世は超人を中心にして回る
……神々は何故に世界を作り上げ、そこに多種多様な生命を生み出したのか?
ある神は娯楽のためにであった。
世界を作り上げ、そこに勇者、冒険者、魔王、モンスターを生み出して解き放った。
彼等は駒のごとく、戦い、冒険し、勝ち、負け、死んでいく。
そして神は気分にまかせ、そんなちんけな駒達に干渉して、助けたり、殺したりもする。
まさに
また別の神は己と交流するに足る知性体の誕生を望んで、資格ある優秀な者に恩恵と試練を与えて育もうとしていた。

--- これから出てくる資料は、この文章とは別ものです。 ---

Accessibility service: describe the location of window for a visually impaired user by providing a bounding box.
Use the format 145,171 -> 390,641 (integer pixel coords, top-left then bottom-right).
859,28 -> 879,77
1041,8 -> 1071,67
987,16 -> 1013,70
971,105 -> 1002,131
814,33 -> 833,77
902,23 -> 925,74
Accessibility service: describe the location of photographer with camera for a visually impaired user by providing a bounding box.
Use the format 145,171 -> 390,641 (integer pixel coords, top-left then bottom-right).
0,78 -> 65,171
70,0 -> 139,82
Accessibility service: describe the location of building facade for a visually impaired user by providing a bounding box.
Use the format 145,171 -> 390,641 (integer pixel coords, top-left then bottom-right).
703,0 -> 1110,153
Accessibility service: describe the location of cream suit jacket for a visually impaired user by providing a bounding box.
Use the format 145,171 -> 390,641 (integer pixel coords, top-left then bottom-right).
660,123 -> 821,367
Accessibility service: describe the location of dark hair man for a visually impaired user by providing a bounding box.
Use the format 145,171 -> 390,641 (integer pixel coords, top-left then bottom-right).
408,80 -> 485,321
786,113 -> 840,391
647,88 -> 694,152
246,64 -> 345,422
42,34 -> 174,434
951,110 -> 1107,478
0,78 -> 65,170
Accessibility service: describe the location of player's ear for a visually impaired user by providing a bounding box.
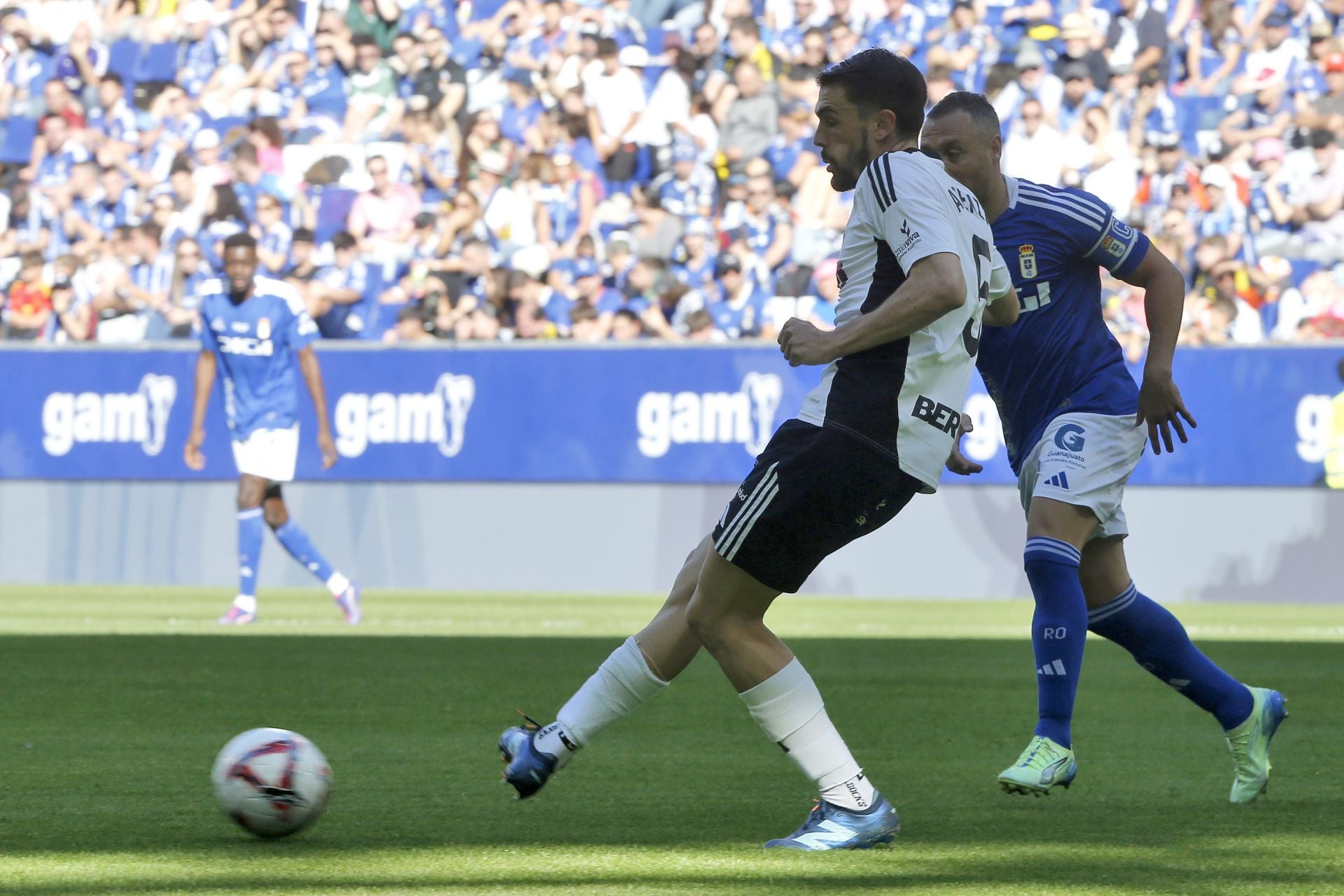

……しかしそんな中、とある邪神は異端な事をしていた。
彼は唯一所有する世界に、あらゆる存在をぶちこんで、かき混ぜて、煮込んだ。
無論その世は混沌に至り、そして遂には神でも制御できない異常世界に変わり果ててしまった。
その結果、転生者は世と共存できない魔族に成りはてると言う世界の仕組みの異常がおき、そして邪神すらも危険視する程の戦闘能力をもった制御不能の宇宙の怪物が発生した。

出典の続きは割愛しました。